I'm happy to pay the same right now for less (on the max plan, or whatever) -- because I'm never running into limits, and I'm running these models near all day every day (as a single user working on my own personal projects).
I consistently run into limits with CC (Opus 4.5) -- but even though Codex seems to be spending significantly more tokens, it just seems like the quota limit is much higher?
I am on the $20 plan for CC and Codex, I feel like a session of usage on CC == ~20% Codex usage / 5 hours in terms of time spent inferencing. It has always seemed way more geneous than I would expect.
Agreed. The $20 plans can go very far when you're using the coding agent as an additional tool in your development flow, not just trying to hammer it with prompts until you get output that works.
Managing context goes a long way, too. I clear context for every new task and keep the local context files up to date with key info to get the LLM on target quickly
It is ironic that in the gpt-4 era, when we couldn't see much value in this tools, all we could hear was "skill issues", "prompt engineering skills".

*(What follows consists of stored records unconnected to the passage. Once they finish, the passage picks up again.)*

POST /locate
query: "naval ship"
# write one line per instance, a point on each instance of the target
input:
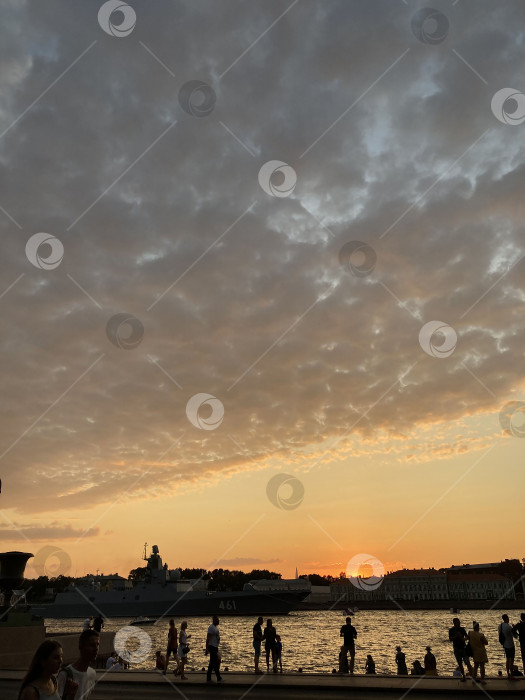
(164, 592)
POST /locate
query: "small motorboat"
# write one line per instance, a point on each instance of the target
(139, 621)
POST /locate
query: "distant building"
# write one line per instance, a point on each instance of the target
(466, 582)
(406, 584)
(416, 584)
(474, 586)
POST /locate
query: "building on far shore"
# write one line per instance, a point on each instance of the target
(480, 586)
(406, 584)
(467, 582)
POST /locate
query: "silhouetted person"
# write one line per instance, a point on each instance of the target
(81, 670)
(349, 633)
(430, 663)
(519, 629)
(401, 663)
(370, 667)
(213, 639)
(417, 669)
(270, 643)
(506, 636)
(458, 636)
(257, 641)
(478, 642)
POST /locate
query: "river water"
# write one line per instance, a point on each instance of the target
(311, 639)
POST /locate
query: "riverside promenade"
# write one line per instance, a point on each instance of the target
(138, 685)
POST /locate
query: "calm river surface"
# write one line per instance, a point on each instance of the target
(311, 638)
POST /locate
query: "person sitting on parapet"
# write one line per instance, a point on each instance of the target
(430, 663)
(349, 633)
(458, 636)
(370, 666)
(81, 670)
(417, 669)
(401, 663)
(40, 677)
(160, 661)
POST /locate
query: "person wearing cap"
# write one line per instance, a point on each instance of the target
(402, 669)
(478, 642)
(430, 663)
(458, 636)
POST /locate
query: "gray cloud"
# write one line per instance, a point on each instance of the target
(93, 436)
(53, 531)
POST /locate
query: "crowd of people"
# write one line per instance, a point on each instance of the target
(469, 649)
(47, 677)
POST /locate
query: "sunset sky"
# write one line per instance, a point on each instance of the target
(136, 141)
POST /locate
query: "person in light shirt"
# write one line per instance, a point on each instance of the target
(81, 670)
(213, 639)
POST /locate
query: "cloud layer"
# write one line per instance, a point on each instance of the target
(241, 295)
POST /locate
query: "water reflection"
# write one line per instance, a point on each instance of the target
(311, 639)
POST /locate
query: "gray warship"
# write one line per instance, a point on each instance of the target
(166, 593)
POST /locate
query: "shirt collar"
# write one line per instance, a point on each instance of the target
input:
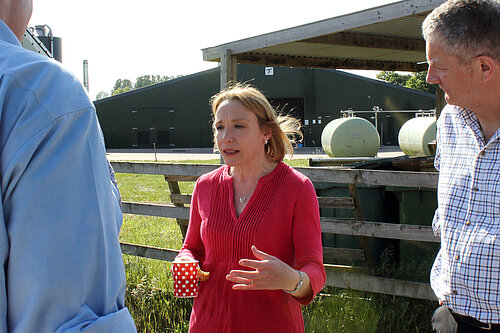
(7, 35)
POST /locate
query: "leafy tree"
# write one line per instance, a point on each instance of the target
(147, 80)
(124, 85)
(417, 81)
(394, 78)
(121, 86)
(413, 81)
(102, 94)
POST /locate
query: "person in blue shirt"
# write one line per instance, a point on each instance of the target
(61, 267)
(463, 52)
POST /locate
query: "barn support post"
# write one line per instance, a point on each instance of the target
(228, 64)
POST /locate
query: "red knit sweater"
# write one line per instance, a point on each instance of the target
(282, 219)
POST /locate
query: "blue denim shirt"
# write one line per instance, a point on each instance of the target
(61, 264)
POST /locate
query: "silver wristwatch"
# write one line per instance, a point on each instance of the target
(299, 285)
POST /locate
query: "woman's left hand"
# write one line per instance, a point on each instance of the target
(269, 273)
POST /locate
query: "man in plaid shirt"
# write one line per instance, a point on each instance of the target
(463, 52)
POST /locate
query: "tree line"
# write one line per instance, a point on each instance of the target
(413, 81)
(123, 85)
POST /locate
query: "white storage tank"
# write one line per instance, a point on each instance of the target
(350, 137)
(416, 134)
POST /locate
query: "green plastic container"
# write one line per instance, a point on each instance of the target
(377, 205)
(416, 207)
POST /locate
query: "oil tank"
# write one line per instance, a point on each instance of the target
(415, 134)
(350, 137)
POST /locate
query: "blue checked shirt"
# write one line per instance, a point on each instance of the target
(61, 266)
(466, 272)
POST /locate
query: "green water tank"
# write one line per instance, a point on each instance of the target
(350, 137)
(415, 134)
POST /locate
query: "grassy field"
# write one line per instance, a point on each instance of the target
(149, 284)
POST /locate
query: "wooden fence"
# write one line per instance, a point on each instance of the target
(337, 276)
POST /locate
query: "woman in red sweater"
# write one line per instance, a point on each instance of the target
(254, 224)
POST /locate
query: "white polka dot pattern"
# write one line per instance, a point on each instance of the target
(185, 278)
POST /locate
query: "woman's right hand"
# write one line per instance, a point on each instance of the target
(184, 258)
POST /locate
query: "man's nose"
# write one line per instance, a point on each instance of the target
(431, 77)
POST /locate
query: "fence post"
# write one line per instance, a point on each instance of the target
(173, 185)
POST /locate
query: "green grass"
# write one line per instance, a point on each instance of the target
(155, 310)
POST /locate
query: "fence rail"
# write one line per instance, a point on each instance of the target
(337, 276)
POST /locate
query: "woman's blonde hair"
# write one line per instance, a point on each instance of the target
(285, 129)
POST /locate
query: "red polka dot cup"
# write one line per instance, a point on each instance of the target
(186, 282)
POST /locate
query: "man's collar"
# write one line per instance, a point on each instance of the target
(7, 35)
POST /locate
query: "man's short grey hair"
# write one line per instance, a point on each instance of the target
(467, 28)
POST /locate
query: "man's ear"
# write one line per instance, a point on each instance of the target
(488, 67)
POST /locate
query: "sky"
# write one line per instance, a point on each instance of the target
(129, 38)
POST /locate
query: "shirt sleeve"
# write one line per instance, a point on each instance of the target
(64, 267)
(307, 239)
(193, 244)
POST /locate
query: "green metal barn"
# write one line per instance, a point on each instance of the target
(176, 113)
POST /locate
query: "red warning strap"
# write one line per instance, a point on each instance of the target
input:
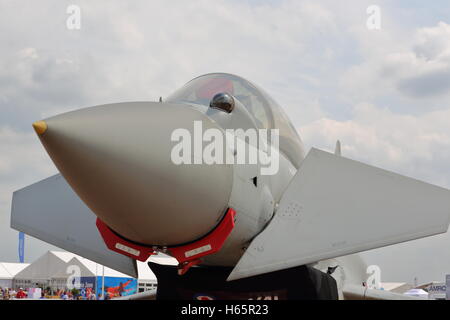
(187, 255)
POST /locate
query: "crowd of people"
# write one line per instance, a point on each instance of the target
(83, 294)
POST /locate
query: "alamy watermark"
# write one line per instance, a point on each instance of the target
(374, 20)
(231, 146)
(73, 22)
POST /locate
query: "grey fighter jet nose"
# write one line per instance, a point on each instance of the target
(117, 158)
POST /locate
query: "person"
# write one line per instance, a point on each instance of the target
(21, 294)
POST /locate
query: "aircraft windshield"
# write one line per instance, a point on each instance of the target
(267, 113)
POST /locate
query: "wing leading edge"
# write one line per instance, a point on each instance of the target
(51, 211)
(335, 206)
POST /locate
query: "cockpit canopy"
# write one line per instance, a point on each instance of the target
(266, 112)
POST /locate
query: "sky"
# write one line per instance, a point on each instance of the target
(384, 93)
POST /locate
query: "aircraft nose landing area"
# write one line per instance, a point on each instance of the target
(117, 158)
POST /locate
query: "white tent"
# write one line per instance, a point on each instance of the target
(42, 270)
(8, 271)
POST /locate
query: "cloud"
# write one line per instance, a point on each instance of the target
(318, 60)
(417, 68)
(418, 146)
(415, 146)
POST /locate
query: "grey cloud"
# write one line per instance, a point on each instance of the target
(426, 85)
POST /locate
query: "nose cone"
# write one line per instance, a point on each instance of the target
(117, 158)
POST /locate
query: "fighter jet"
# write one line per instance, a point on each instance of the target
(216, 175)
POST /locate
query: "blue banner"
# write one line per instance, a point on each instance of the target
(21, 247)
(117, 287)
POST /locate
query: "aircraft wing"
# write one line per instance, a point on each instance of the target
(335, 206)
(356, 292)
(51, 211)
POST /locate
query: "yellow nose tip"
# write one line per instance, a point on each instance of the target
(40, 127)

Now they are actually quite capable for SOME tasks, specially for something that we don't really care about learning, and they, to a certain extent, can generalize.
They perform much better than in gpt-4 era, objectively, across all domains. They perform much better with the absolute minimum input, objectively, across all domains.
If someone skipped the whole "prompt engineering" and learned nothing during that time, this person is more equiped to perform well.
Now I wonder how much I am leaving behind by ignoring this whole "skills, tools, MCP this and that, yada yada".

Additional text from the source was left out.